Détection et assurance qualité
L’inspection régulière permet de détecter l’attaque galvanique tant qu’il est encore peu coûteux de la réparer. Recherchez une rouille concentrée et une perte de métal sur le côté le moins noble d’un joint, notamment au niveau des fixations, des raccords filetés et des faces de brides. Des mesures ultrasonores de l’épaisseur permettent de suivre la perte de matière, tandis qu’un contrôle visuel de l’intégrité du revêtement signale la mise à nu des anodes.
Aucun de ces éléments ne tient sans un contrôle rigoureux des matériaux. Wenqiang assure l’identification positive des matériaux afin de confirmer l’alliage utilisé à chaque joint, fournit des certificats d’essai des matériaux conformes aux normes EN 10204 3.1 ou 3.2 pour une traçabilité complète, et propose des raccords et des brides fabriqués selon les références ASTM et ASME dans le cadre de la norme ISO 9001. Bien choisir les métaux, les composants d’isolement et les rapports de surface dès la phase de conception coûte nettement moins cher que de remplacer ultérieurement des joints corrodés, et cela garantit le bon fonctionnement des liaisons entre métaux dissimilaires pendant toute la durée de vie du système.

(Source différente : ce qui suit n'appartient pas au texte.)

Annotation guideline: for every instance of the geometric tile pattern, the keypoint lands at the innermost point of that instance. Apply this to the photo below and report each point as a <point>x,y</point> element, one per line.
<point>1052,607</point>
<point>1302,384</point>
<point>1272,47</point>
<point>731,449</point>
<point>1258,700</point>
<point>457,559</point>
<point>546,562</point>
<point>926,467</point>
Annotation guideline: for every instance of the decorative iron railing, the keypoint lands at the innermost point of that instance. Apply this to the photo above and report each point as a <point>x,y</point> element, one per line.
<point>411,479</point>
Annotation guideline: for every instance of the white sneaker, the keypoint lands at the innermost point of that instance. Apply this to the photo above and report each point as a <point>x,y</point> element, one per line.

Questions fréquemment posées
Q : L’acier inoxydable corrode-t-il dans un couple galvanique ?
R : Généralement non ; l’acier inoxydable est typiquement la cathode plus noble, donc l’acier au carbone, l’aluminium ou le zinc couplé corrode plus rapidement tandis que l’acier inoxydable est protégé. L’exception concerne des chimies inhabituelles où l’acier inoxydable devient actif.
Q : Quel métal dois-je recouvrir pour arrêter la corrosion galvanique ?
R : Recouvrez la cathode ou les deux métaux, jamais uniquement l’anode. Recouvrir uniquement l’anode concentre l’attaque sur tout défaut du revêtement en raison du rapport de surface défavorable.